Reklama

Portal o energetyce

Krach rosyjskiego"petrostate"? Ceny ropy spadają

  • Ilustracja: Vector Space Systems

Dokładnie dwa lata temu, rosyjski wicepremier Igor Szuwałow w wywiadzie dla The Wall Street Journal stwierdził, że Rosję może czekać niebawem powtórka z kryzysu z 2008 roku. Nastąpił wtedy spadek cen ropy naftowej, zmniejszenie wydatków budżetowych i osłabienie rubla. Dziś w obliczu zachodnich sankcji, korekty wartości baryłki Brent i postępującej rewolucji łupkowej wydaje się, że Moskwę czeka o wiele poważniejsze wyzwanie- bankructwo całego modelu rozwojowego.

Wojny wybuchają a ropa tanieje...

Mimo konfliktów w Iraku, czy na Ukrainie a także epidemii Eboli w Afryce Zachodniej ropa nie drożeje. W ostatnim tygodniu baryłka Brent zaczęła niebezpiecznie zbliżać się do psychologicznego poziomu 100 $ a stanowiąca podstawę rosyjskiego eksportu baryłka Urals spadła poniżej tej granicy. Oczywiście nie są to średnie wartości z całego roku, ale i one zaczynają osiągać niesatysfakcjonujące poziomy dla Rosji (średnia cena roczna dla Brent wynosi w chwili obecnej 108,89 $ za baryłkę).

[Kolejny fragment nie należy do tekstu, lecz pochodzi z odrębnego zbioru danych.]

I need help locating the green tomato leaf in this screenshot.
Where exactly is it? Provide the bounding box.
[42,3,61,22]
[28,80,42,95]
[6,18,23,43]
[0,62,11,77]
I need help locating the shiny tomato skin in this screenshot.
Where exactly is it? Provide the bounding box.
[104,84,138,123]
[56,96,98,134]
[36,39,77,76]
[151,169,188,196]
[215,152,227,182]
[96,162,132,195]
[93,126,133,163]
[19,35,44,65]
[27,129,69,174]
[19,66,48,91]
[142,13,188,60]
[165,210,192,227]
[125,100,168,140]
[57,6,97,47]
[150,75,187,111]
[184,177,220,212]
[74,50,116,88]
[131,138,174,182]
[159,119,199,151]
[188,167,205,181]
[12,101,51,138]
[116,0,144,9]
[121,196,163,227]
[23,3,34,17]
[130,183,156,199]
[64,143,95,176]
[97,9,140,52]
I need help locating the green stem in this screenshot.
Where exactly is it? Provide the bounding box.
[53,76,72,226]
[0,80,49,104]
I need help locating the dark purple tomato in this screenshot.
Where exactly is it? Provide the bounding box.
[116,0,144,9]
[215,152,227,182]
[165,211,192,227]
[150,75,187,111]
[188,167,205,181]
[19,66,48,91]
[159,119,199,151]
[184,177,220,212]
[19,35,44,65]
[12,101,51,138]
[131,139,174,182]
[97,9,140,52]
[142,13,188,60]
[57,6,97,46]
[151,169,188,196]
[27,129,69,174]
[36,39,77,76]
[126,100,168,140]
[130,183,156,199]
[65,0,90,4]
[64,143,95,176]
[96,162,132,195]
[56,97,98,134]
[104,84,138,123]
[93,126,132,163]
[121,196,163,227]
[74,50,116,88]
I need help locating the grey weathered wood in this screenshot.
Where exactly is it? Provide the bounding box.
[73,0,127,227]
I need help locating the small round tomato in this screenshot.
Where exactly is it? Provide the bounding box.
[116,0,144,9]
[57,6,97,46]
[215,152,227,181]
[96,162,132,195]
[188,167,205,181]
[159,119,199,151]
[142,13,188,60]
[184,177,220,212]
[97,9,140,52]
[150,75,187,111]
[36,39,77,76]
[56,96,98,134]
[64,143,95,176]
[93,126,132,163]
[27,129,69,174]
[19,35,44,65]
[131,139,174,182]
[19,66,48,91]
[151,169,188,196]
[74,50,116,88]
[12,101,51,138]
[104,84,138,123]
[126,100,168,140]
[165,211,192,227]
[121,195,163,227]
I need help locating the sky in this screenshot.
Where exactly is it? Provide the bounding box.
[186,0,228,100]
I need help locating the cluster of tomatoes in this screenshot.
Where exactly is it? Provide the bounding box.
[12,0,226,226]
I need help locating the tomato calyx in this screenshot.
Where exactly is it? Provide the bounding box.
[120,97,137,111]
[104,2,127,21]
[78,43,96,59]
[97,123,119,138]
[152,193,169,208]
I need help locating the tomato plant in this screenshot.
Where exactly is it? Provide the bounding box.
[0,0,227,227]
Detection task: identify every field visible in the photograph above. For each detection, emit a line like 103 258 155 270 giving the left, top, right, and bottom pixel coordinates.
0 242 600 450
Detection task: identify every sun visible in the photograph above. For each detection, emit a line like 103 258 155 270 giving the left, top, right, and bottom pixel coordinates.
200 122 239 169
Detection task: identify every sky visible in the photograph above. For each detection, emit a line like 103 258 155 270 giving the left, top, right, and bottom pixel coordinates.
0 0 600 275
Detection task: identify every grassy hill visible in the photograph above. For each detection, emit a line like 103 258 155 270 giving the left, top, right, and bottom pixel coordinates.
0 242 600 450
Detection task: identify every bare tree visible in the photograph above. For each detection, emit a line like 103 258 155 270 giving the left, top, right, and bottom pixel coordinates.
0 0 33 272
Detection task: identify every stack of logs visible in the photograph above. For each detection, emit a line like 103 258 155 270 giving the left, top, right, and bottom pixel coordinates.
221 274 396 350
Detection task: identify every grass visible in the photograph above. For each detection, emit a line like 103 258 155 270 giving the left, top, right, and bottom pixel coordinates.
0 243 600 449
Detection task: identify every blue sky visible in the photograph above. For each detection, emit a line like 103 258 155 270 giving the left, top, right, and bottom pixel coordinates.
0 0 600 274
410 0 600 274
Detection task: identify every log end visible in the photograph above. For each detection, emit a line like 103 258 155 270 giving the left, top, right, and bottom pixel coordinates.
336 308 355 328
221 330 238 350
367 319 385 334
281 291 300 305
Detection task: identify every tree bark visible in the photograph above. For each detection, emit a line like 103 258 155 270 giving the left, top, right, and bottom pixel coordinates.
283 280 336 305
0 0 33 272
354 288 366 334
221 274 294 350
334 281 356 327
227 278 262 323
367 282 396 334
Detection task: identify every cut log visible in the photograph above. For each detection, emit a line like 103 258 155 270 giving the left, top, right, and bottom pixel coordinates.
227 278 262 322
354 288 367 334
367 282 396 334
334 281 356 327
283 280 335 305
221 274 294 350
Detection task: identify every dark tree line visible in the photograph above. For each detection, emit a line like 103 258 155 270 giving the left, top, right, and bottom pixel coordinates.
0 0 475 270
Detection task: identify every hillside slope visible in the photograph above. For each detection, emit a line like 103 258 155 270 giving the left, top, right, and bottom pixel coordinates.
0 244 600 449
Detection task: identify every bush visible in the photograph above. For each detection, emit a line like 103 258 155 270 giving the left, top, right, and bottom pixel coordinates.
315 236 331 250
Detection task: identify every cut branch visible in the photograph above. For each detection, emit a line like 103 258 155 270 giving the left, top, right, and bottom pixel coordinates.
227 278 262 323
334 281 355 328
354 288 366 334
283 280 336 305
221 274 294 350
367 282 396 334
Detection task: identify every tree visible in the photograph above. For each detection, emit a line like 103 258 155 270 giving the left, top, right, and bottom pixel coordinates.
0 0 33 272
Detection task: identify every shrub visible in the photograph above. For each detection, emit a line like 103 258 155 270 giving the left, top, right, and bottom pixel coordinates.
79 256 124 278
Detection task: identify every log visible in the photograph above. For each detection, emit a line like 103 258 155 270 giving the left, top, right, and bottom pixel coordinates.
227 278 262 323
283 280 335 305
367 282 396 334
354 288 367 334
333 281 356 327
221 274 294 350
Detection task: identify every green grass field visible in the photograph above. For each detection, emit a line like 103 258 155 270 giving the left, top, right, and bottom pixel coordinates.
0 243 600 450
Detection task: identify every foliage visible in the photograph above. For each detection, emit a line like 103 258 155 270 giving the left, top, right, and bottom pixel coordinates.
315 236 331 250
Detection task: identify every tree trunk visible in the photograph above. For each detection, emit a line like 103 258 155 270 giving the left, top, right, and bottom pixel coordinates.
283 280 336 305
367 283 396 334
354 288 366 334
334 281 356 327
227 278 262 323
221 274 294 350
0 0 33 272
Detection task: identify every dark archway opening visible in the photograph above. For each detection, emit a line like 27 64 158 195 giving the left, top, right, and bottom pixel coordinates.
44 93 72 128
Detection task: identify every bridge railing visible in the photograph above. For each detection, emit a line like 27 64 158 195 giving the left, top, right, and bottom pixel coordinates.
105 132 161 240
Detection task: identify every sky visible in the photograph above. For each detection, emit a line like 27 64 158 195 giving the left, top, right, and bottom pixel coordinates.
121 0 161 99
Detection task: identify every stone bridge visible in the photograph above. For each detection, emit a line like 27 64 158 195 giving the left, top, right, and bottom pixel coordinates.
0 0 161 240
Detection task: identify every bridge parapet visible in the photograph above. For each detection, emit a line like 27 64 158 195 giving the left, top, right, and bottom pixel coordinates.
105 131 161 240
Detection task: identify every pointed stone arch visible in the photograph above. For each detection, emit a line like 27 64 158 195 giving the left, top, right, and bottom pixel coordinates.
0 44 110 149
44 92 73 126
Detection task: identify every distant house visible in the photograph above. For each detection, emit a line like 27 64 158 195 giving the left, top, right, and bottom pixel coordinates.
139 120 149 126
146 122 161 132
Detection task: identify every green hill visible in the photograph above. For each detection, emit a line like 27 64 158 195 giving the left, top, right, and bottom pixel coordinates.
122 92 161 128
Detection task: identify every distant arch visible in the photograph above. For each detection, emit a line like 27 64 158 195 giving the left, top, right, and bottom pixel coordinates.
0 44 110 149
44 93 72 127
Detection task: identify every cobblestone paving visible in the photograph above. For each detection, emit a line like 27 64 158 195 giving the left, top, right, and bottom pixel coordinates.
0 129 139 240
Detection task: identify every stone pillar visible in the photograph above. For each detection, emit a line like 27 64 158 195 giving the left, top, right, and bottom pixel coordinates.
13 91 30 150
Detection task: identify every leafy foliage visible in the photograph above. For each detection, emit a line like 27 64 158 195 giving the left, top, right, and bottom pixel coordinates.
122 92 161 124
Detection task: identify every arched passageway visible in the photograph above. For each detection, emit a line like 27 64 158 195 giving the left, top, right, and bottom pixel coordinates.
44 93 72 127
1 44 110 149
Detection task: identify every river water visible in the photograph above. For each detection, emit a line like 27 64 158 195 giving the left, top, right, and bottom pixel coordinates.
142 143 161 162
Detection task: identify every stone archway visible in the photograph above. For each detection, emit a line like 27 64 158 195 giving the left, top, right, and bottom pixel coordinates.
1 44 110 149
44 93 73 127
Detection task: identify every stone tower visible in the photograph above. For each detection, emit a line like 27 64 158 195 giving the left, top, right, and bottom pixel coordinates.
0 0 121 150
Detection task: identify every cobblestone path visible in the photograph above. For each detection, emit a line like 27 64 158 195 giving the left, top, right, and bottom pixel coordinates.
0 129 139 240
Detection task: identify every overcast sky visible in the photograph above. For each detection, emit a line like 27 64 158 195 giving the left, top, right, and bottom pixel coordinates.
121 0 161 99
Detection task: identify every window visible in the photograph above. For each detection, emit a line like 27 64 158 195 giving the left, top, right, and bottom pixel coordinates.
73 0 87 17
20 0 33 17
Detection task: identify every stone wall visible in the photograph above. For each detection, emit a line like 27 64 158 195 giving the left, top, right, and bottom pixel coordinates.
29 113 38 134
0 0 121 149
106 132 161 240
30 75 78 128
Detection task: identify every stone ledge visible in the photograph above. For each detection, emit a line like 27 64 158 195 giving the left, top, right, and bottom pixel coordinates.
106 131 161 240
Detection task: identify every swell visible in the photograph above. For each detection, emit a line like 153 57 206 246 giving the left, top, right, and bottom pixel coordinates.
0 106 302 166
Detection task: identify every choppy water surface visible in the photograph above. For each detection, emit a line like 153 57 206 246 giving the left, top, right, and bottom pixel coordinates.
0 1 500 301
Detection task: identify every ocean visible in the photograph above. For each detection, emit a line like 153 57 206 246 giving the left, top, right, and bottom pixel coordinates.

A będzie jeszcze gorzej, wszystko wskazuje bowiem na to, że „czarne złoto” będzie nadal tanieć.

Spadek znaczenia OPEC i rewolucja łupkowa w USA

Systematycznie spada udział państw OPEC w światowym wydobyciu ropy naftowej, powodem takiego stanu rzeczy jest jego wzrost w krajach spoza kartelu. Według informacji Międzynarodowej Agencji Energii (MAE) następuje on na dużą skalę w chwili obecnej w Stanach Zjednoczonych, Kanadzie, Brazylii, Malezji, Norwegii i Kolumbii. Szczególnie zmiany w pierwszym z wymienionych krajów wpływają na gwałtowne przeobrażenie światowego rynku naftowego. Chodzi oczywiście o rewolucję łupkową, która już w pierwszym półroczu br. spowodowała, że Stany zepchnęły z piedestału Rosję i Arabię Saudyjską stając się największym światowym producentem „czarnego złota”. Zdaniem MAE, tylko złoże ropy łupkowej Eagle Ford w południowym Teksasie to najbardziej dynamiczny obszar wydobywczy na świecie z rocznym przyrostem 34%. W 2015 r. wydobycie w Eagle Ford ma wynieść 1,6 mln baryłek dziennie.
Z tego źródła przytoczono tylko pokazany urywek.